Preliminary studies have suggested Peer-to-Peer provided many of its purported benefits (e.g. self-empowerment, disorder management, confidence). Peer interventions in general have been studied more extensively, having been found to increase social adjustment.

NAMI In Our Own Voice

The NAMI In Our Own Voice (IOOV) programme started as a mental health consumer education program for people living with schizophrenia in 1996, and was further developed to IOOV with grant funding from Eli Lily & Co. in 2002. The programme was based on the idea that those successfully living with mental illness were experts in a sense, and sharing their stories would benefit those with similar struggles. The programme approached this by relaying the idea that recovery is possible, attempting to build confidence and self-esteem. Because of the initial success of the programme and positive reception, IOOV also took on the role of public advocacy.

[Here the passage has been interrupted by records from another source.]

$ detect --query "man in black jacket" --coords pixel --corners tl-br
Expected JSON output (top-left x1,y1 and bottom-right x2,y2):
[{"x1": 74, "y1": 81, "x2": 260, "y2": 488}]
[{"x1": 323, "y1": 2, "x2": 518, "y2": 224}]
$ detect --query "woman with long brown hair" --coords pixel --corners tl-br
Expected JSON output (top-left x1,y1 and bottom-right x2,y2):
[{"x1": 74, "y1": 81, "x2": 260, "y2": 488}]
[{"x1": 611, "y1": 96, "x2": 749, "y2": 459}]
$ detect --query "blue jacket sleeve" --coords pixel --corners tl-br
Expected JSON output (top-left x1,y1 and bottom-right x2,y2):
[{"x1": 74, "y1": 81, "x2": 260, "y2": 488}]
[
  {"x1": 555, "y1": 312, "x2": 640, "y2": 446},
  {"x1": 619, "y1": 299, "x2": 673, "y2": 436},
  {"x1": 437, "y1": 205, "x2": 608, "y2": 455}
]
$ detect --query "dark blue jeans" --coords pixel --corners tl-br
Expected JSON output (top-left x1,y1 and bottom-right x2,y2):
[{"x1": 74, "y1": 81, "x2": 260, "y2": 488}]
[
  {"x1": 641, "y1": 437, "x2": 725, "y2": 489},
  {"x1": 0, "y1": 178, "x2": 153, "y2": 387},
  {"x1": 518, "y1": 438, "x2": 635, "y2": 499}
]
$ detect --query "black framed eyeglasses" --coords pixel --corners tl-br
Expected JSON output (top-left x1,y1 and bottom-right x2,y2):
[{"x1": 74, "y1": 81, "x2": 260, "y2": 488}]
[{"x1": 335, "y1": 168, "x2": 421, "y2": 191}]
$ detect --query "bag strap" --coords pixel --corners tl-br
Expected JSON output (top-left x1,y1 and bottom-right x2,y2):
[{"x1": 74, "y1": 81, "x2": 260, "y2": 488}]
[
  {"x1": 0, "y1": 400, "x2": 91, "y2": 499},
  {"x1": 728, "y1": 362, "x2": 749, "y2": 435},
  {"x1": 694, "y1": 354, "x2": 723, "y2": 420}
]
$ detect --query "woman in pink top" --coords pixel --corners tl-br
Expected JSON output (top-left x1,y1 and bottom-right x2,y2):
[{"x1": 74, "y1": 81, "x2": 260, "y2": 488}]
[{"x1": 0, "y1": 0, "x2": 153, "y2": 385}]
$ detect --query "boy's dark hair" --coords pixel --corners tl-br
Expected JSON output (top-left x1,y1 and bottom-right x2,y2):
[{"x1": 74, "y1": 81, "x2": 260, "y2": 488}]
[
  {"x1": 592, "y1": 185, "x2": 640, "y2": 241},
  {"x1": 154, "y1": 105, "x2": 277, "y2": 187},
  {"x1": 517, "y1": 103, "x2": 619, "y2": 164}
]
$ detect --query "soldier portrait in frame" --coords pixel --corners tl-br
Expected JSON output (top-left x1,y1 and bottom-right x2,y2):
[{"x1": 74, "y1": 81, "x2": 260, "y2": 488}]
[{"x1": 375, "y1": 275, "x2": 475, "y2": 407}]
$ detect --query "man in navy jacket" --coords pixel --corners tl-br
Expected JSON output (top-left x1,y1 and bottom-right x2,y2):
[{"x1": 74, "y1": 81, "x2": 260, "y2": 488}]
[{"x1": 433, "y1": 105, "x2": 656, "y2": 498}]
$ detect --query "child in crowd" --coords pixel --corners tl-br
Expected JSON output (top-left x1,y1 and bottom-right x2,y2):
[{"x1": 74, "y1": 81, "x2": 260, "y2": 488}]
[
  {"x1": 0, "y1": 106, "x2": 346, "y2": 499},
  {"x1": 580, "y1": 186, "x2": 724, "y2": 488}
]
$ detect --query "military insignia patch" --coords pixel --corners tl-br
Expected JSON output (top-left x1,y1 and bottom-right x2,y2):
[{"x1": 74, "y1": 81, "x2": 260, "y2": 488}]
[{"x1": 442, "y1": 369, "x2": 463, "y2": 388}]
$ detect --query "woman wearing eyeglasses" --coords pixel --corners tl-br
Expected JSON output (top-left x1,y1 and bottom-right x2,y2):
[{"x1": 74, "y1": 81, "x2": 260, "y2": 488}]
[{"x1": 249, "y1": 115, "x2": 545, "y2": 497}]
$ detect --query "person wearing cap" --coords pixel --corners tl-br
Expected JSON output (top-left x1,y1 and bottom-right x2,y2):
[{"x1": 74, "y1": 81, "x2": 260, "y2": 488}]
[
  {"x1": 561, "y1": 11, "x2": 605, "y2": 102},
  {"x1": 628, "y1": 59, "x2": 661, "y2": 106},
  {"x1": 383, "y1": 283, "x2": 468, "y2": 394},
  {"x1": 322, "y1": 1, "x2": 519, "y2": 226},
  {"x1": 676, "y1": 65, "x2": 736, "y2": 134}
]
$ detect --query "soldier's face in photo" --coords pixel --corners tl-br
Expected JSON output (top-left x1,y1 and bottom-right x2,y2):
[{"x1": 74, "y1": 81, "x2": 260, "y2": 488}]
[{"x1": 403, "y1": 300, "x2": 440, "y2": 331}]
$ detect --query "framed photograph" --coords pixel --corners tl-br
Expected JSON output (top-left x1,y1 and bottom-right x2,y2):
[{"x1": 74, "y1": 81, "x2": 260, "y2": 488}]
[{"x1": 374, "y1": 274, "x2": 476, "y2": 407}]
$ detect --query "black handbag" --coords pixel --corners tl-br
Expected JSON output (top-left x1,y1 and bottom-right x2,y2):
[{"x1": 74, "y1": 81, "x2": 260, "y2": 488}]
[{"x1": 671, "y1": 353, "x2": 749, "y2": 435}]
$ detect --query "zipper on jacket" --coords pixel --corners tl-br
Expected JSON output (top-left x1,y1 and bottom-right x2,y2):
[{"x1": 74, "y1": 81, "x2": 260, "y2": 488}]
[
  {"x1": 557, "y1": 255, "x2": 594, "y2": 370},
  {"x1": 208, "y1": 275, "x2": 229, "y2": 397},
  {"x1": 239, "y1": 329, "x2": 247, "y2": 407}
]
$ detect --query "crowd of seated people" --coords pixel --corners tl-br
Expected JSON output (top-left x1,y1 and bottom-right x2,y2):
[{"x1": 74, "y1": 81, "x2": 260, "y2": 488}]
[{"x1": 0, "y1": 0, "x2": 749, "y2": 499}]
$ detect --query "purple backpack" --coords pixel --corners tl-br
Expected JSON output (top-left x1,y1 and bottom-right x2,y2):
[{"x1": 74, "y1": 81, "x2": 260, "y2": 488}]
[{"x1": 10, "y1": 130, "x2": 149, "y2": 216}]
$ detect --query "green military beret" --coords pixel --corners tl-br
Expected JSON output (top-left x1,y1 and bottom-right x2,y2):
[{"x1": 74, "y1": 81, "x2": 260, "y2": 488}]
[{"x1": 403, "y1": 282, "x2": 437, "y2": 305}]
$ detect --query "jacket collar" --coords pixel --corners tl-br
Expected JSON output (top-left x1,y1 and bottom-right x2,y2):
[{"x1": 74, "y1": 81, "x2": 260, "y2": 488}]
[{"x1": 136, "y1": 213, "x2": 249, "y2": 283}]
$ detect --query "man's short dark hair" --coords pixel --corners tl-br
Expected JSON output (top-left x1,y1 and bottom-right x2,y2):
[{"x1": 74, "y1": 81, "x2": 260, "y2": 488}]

NAMI In Our Own Voice involves two trained speakers presenting personal experiences related to mental illness, in front of an audience. Unlike the majority of NAMI’s programmes, IOOV consists of a single presentation educating groups of individuals with the acknowledgement many are likely unfamiliar with mental illness. The programme’s aims include raising awareness regarding NAMI and mental illness in general, addressing stigma, and empowering those affected by mental illness. Other than those directly affected by mental illness, In Our Own Voice often educates groups of individuals like law enforcement, politicians, and students.

In Our Own Voice has been shown to be superior at reducing self stigmatisation of families when compared to clinician led education. Research into the effectiveness of the NAMI In Our Own Voice programme has shown the programme also can be of benefit to Graduate level therapists and adolescents. A 2016 study evaluating IOOV in California found significant reductions in desire for social distancing after attending an IOOV presentation, although no validated measures were used in the evaluation.

NAMI Basics

The NAMI Basics Programme is a six-session course for parents or other primary caregivers of children and adolescents living with mental illness. NAMI Basics is conceptually similar to NAMI Family-to-Family in that it aims to educate families, but recognises providing care for a child living with mental illness presents unique challenges in parenting, and that mental illness in children typically manifest differently than in adults. Because of the development of the brain and nervous system throughout childhood and adolescence, information regarding mental illness biology and its presentation is fundamentally different from with adults. The NAMI Basics programme has a relatively short time course to accommodate parents’ difficulty in attending because of their caregiver status.

NAMI Connection

The NAMI Connection Recovery Support Group Programme is a weekly support group for adults living with mental illness. The programme is for adults 18+ diagnosed with mental illness and groups are usually weekly for 90 minutes. The support groups are led by trained facilitators who identify as having experienced mental illness themselves.

NAMI On Campus

NAMI On Campus is an initiative for university students to start NAMI On Campus organisations within their respective universities. NAMI On Campus was started to address the mental health issues of college-aged students. Adolescence and early adulthood are periods where the onset of mental illness is common, with 75% of mental illnesses beginning by age 24. When asked what barriers, if any, prevented them from gaining support and treatment, surveys found stigma to be the number one barrier.

Ending the Silence

This 50-minute or one hour programme is available for students, school staff, and family members. It involves two presenters: one who shares educational information and one who is a young adult living well in recovery who shares their personal story. This programme has been shown to improve the mental health knowledge of middle- and high school students.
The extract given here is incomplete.